Antecipei – e estava certo – que Sérgio Humberto não cumpriria o seu mandato à frente da CM da Trofa até ao fim, abdicando do trono trofense por um lugar no governo ou na Europa, com o qual Luís Montenegro premiaria a sua lealdade e empenho durante a campanha para as Legislativas.
Antecipei – e não me enganei – que o sucessor designado pelo então autarca seria Sérgio Araújo, tal era a desproporção da projecção mediática (em comparação aos restantes vereadores) que lhe era dada através dos canais de comunicação do município.
Antecipei – e verificou-se nas últimas semanas – que a possibilidade de uma lista de independentes feita de dissidentes do partido era uma hipótese altamente provável.
E, finalmente, antecipei que, entre os possíveis adversários do “herdeiro” há muito anunciado, estariam Luís Paulo e Isabel Cruz.
E foi neste último ponto que me enganei. Na antecipação dos potenciais principais adversários.
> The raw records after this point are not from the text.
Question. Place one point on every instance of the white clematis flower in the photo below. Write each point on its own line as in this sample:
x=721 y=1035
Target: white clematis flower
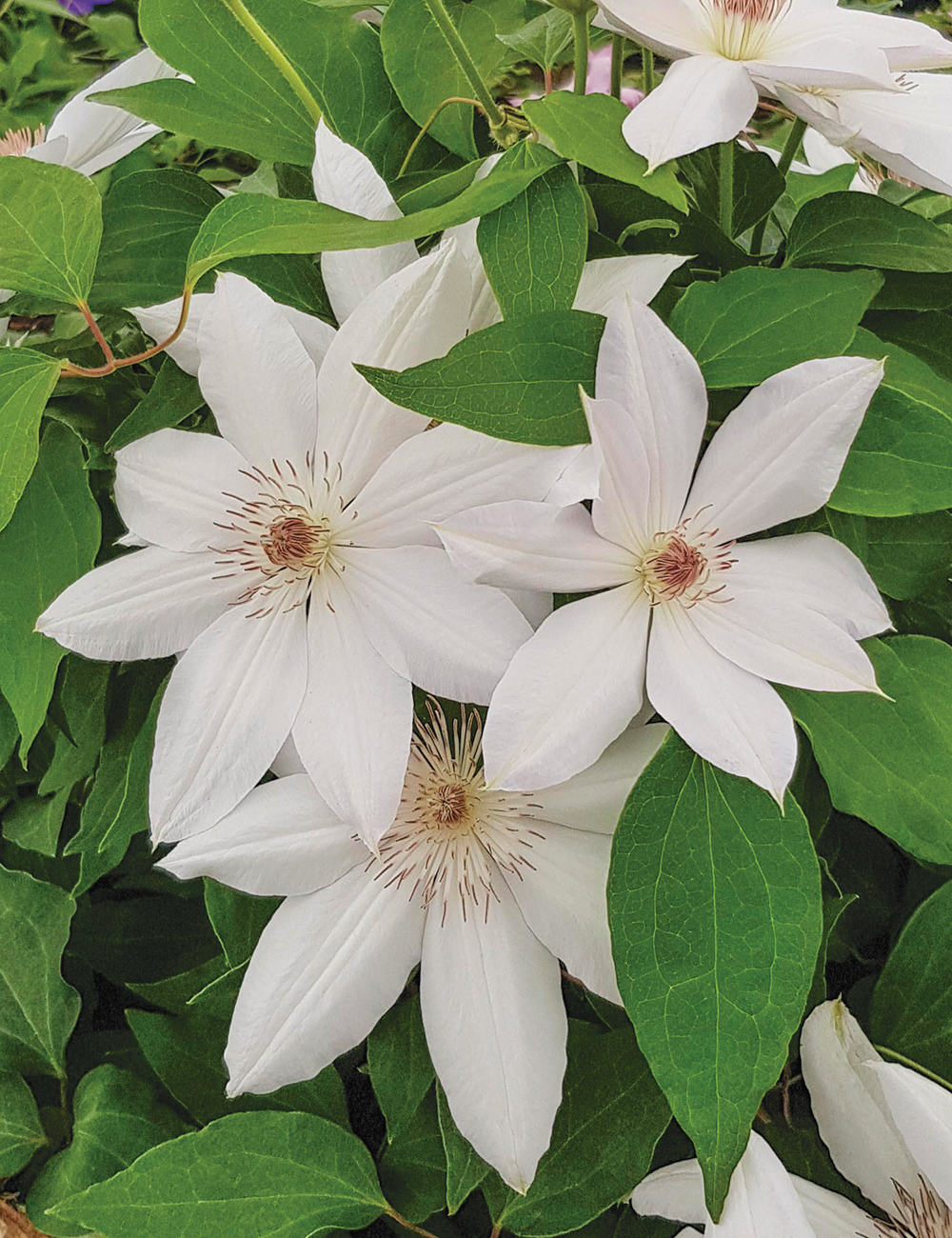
x=707 y=622
x=89 y=136
x=888 y=1129
x=907 y=131
x=486 y=889
x=293 y=562
x=728 y=52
Não por achar o professor António Azevedo menos competente que os restantes – na verdade, considero-o, de longe, mais competente para as funções que qualquer um dos três – mas por uma má interpretação minha do cenário de então, marcado por uma evidente hostilidade do humbertismo contra a presidente da Assembleia Municipal e contra o presidente da junta de freguesia da União de Freguesias de Bougado.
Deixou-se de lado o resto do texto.